The first production of "The Normal Heart" opened in 1985 for a record run at The Public Theater. Drawn from the years between 1981 and 1984, it is an autobiography of activism in the midst of a new disease that inexplicably began killing once-healthy young men. It is thick with politics, heartbreak, and fear.
Last Thursday, 26 years later -- and with approximately 33.3 million people worldwide living with HIV -- the production made its Broadway debut.
At the center of the story is Ned Weeks (based on the playwright, Larry Kramer) the founder of an AIDS activist organization (based on Gay Men’s Health Crisis) from which he is expelled because of his short temper and hostility.
The play opens at the dawn of the AIDS crisis, when the disease was a mumbling terror in the community of gay men, a sudden death sentence with no medical explanation. Weeks (played by Joe Mantello) becomes quickly mired in the inexplicable deaths of those close to him. Furious at the lack of information, he organizes. Here lies one theme of the play: one must keep fighting, no matter how poor one's reputation might become, how peculiar one's tactics or how many friends one might lose.
As did Kramer, Ned fights Mayor Ed Koch to have him acknowledge the disease; he fights the New York Times to have them cover it; and he fights the medical establishment to have them treat it. He fights with friends, colleagues, and acquaintances who do their best to continue living lives of sexual caprice in spite of so many terrible, nebulous warnings. He makes enemies.
It is not a wholly flattering depiction on the part of Larry Kramer: he draws Ned as an organizer and combatant, but also a name-caller and a hot head.
Reviews of the 1985 show questioned the level of activism in the play -- whether the characters were cutouts serving an agenda rather than a plot. Frank Rich, for the Times, described some of those scenes more heavily steeped in the politics of organization as resembling, "a parochial legal brief designed to defend its protagonist against his political critics."
Early productions may well have played that way, but The Normal Heart of 1985 was a very different story from the 2011 production, and certainly did not have half as powerful a cast. Today, the leaders of nearly every organization challenged in the script have been replaced many times over, and those lines that maybe once reached audiences and critics as hyperbolic or hysterical now ache with prophecy.

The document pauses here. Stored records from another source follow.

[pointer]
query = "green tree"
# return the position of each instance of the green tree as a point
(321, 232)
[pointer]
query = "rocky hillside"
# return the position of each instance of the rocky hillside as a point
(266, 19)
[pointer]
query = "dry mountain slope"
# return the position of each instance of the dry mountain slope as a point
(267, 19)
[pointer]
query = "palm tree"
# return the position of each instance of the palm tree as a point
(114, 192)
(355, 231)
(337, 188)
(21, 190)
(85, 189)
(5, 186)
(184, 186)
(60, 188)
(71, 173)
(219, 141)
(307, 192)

Ned Weeks is a ranter, a geyser of statistics and evidence, of legal questions and well-worked debate. It's hard to breathe life into some of these monologues, these massive tirades. But Mantello seems to understand that what the audience needs here is not just to listen to every fact listed. He turns lecture into theater and makes us understand why it is Ned fights the way he does. One can portray a certain dogmatism without being dogmatic.

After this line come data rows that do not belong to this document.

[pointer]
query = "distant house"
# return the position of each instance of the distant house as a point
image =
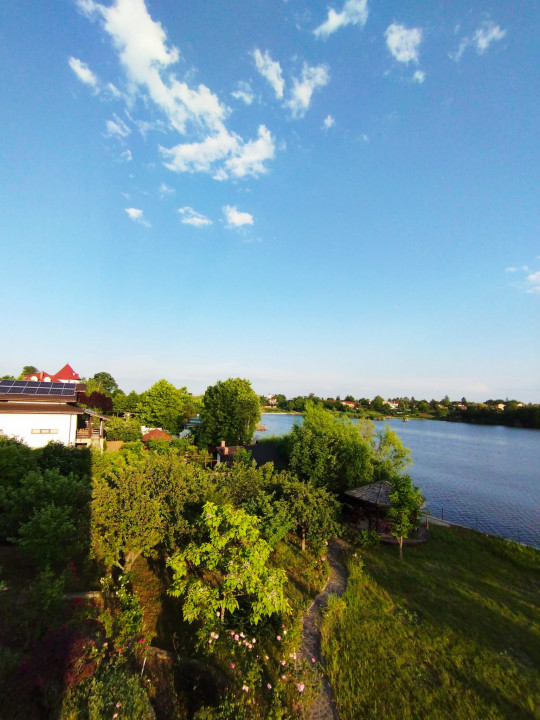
(157, 434)
(39, 412)
(65, 374)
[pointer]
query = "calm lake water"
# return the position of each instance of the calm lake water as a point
(483, 477)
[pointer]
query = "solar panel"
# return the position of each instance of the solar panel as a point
(32, 387)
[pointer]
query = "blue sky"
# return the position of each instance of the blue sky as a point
(338, 198)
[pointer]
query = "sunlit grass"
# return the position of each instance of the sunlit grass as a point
(453, 631)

These were the years when no one knew why they were dying. No one knew how AIDS was transmitted -- if it was sexual or not, if it could be transferred by a cough, or a sneeze, or a kiss. When Ned holds his dying lover in his arms, all his ranting at authorities, his name-calling and anger make sense.
On the night of the play's debut, the crowd was not a knot of young activists in t-shirts and jeans. They were finely dressed, young and old. Many men wore handsome sport coats and glasses, accompanied by lovers and friends. There was an immense warmth at intermission, a chatty conviviality, pats on shoulders, laughter that faded only when the lights went down for the second act.

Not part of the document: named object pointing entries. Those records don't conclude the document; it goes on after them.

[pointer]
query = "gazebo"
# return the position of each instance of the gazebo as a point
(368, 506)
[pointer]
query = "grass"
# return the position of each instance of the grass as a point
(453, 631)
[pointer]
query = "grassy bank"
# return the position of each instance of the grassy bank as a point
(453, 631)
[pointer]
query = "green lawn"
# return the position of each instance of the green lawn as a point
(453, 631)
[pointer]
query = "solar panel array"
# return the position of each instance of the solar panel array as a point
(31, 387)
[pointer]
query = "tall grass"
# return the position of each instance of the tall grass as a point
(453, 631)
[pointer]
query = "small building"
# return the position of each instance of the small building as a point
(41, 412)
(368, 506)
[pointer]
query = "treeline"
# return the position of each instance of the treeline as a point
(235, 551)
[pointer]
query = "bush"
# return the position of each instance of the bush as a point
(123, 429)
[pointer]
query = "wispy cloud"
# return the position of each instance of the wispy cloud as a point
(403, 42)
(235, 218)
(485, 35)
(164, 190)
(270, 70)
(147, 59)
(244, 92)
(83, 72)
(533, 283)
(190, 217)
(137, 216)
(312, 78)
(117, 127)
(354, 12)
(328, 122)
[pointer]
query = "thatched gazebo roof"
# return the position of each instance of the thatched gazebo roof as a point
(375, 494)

From the last row of The Golden Theater, Larry Kramer, seventy-five years old and dressed in black, listened to his audience. Soon, sniffing had become weeping. One woman just a few seats in front of the playwright broke down in tears. For the curtain call, he took the stage before an audience already on its feet.
What had once been a polemical treatise had become something more. After two and a half decades, the audience had the ability to see what the production could accomplish theatrically, not just politically.